This vignette details some key design choices in this package with the hope that stating these explicitly will improve package navigability.

Comparison to Alternatives

This package is designed with a focus on project management and communication. This emphasis distinguishes it from some of the other excellent R packages which wrap the GitHub API. In short, this package focuses on the subset of GitHub API functionality most critical to project management and provides additional tooling to support communcation of planning and results.

In particular:

  • gh descibes itself as a ‘Minimalistic GitHub API client in R’. It is very robust and flexible (and powers this package!) but demands slightly more from users (e.g. understanding the GitHub API’s endpoints). Instead, this package supports only a subset of the GitHub API. Instead, projmgr prioritizes making key project management tasks as friendly as possible.
  • ghapiv3 also wraps gh for a user-friendly, higher-level interface to the GitHub API. However, like gh, it also provides broader support for the API but lacks the workflow-specific functionality.
  • ghclass shares the goal of streamlining a specific GitHub workflow easier. However, classroom management is the specific workflow it is built to improve. That said, ghclass has some complementary functions, such as programmatically setting up groups of repositories.
  • Project Management on GitHub provides GUI-based project management solutions that overlap with this package. However, this package provides a way to efficiently extract similiar information programmatically and share if with others (e.g. advisors, executives) who do not use GitHub.

Repo as First Class Citizen

Repositories are “first class” citizens in projmgr. The first step to accessing or sending information is to create a repository reference using the create_repo_ref() function. The resulting object is the first element passed into all get_ and post_ functions.

For users that work with databases in R with the DBI package, this codeflow is analogous to querying from a database. In this case, users first create a database connection object with dbConnect() which is passed into subsequent functions such as dbGetQuery.

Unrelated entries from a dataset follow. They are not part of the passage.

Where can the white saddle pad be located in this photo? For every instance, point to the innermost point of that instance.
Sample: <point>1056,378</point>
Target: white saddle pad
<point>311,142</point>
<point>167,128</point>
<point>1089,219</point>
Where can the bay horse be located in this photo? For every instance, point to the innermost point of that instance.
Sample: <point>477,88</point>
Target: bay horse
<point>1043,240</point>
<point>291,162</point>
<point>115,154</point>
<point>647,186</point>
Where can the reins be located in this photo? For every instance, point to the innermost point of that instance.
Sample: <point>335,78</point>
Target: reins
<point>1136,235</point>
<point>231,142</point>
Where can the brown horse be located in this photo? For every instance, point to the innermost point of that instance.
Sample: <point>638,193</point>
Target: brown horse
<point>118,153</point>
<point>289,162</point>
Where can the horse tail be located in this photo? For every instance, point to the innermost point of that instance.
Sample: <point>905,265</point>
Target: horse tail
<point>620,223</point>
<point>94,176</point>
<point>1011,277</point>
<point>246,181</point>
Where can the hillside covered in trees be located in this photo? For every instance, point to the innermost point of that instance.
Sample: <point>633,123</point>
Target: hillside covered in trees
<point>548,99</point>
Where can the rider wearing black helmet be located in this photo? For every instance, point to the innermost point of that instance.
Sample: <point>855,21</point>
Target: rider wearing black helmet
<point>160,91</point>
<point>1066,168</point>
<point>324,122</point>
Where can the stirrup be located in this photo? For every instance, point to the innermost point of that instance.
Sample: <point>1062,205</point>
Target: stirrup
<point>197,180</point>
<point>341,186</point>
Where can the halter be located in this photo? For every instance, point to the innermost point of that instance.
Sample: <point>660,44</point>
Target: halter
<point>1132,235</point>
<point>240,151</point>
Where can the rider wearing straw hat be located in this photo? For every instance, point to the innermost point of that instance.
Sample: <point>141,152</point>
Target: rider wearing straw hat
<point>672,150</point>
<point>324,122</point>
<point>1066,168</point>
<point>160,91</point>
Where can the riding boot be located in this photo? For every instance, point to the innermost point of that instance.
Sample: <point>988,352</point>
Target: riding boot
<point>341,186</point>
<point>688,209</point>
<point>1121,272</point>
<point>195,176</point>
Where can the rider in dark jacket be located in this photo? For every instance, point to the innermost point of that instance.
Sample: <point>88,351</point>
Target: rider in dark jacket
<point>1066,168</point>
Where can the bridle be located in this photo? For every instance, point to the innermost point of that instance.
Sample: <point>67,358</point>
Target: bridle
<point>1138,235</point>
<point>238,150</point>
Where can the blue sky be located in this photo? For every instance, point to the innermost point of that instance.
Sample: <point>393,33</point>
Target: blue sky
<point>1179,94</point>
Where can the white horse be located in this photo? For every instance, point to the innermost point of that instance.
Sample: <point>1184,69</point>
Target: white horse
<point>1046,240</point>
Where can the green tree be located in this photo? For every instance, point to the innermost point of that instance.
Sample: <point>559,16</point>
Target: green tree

This decision was based on the assumption that the most common use case for projmgr would be interacting with a single repository at a time. Admittedly, some users may prefer a view further up in the hierarchy, e.g. an organization object versus a repository object. By providing lower-level building blocks, broader functionality can be achieved by mapping over a set of repositories. A code example is provided in the Event & Team Management vignette.

Function Naming

Functions generally conform to the <verb>_<details> convention. For functions interaction with the GitHub API, the <verb> component is the HTTP method invoked (e.g. GET, POST, DELETE).

Verbs like “post” might seem less intuitive than a synonym like “create” or “submit” for users who have not worked with APIs previously. However, this convention describes the function’s action most precisely and ideally also serves to raise awareness of HTTP methods.

Function Parameters

Functions that interact with GitHub’s API demure to the naming conventions of that API. This ideally empowers users for future, direct work with the API and allows for easier maintenance.

More specifically, parameters required by the GitHub API are required by the corresponding functions in this package. Any additional parameters not required by the GitHub API can be passed in through the ...s. The help_{function name} and browse_docs() functions can be used to find out more about the names and descriptions of these optional parameters.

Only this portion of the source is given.